A good child website has payment vulnerabilities and Detailed repair solutions

1. The existence of payment vulnerability is the following site: good children group online flagship store http://www.haohaizi.com/2. Buy a small shorts for the children in the disaster area, I am also a very caring person! 3. Capture packets and view submitted information: 4. It is not difficult to see in the POST data that although the amount of the product is obtained using the goodsIds parameter on the server side, can the Count parameter counts be changed here? Try to change to-1 and click forward to submit: act = addCartGoods & goodsIds = 1448279 & counts = 1 & bigorsmils = 25. Check the returned results. The amount is actually negative. What should I do! 6. Buy two more clothes. You only need 9 yuan in total. 7. Click "Settlement" and view the order information as follows. Well, you only need to pay 27 yuan for the 18 yuan express delivery fee! 8. Select online bank payment. The payment amount is still 27 RMB! The test is over. Do you have a gift?

Solution:

1. information such as the amount should not be placed on the page, and there is indeed a risk of tampering at any time.

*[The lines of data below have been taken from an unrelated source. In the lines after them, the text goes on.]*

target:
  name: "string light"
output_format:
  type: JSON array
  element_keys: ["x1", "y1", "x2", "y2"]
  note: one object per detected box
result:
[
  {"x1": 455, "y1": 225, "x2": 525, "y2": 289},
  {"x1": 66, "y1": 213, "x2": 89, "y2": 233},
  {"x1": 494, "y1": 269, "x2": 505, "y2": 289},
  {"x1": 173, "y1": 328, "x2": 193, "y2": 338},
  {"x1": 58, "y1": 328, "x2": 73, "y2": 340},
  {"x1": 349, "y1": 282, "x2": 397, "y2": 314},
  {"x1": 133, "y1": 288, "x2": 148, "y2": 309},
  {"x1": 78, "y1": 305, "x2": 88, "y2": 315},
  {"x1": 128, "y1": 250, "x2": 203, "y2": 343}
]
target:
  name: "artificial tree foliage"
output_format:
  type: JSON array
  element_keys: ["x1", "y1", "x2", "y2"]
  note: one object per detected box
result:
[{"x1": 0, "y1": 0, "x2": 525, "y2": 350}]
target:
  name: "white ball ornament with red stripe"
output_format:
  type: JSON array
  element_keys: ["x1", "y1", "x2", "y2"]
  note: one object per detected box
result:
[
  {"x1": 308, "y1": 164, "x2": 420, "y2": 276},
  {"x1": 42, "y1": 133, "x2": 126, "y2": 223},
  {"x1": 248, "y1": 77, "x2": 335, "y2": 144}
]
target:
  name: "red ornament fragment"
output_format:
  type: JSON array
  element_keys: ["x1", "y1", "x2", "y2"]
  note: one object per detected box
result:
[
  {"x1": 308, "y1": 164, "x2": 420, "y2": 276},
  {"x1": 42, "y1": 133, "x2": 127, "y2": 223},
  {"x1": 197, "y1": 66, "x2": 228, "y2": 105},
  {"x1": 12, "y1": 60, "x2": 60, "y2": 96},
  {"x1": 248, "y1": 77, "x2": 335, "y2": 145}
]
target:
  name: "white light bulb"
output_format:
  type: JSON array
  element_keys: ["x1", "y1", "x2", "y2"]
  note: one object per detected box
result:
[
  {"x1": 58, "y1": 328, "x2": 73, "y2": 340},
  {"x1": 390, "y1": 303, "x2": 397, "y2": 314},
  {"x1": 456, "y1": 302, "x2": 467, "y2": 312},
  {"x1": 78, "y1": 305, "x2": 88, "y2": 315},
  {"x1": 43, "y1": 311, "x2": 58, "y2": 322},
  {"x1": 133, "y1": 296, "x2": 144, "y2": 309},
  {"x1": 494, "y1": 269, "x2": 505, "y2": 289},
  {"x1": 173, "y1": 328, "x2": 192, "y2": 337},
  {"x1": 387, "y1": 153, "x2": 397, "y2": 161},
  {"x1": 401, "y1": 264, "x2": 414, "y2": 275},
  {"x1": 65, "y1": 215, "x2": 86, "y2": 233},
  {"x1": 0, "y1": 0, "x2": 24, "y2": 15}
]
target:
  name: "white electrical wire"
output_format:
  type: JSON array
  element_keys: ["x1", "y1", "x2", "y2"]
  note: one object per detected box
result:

Such information is originally stored in the database and can be defined as a transfer of the amount by a fixed field, or you can directly query the database to obtain the amount by the unique product identifier. 2. signature Verification is the most important. A verification string is generated for the purchased item, quantity, amount (or alternative field), and order ID. During each data transmission, the verification content can be generated multiple times. the payment interface of a bank or a third-party payment platform checks the signature of the merchant's order data. Here, no signature verification is performed when the payment page jumps to the block price, resulting in the amount data being tampered, confirm the interface problem. 4. signature verification is required before payment, and re-verification is also required after payment. It is reasonable to say that all banks should return some information (such as the payment amount) to the merchant after the payment is complete, in this way, you can use the returned information to determine whether to pay in full. 5. what is more reliable than SSL!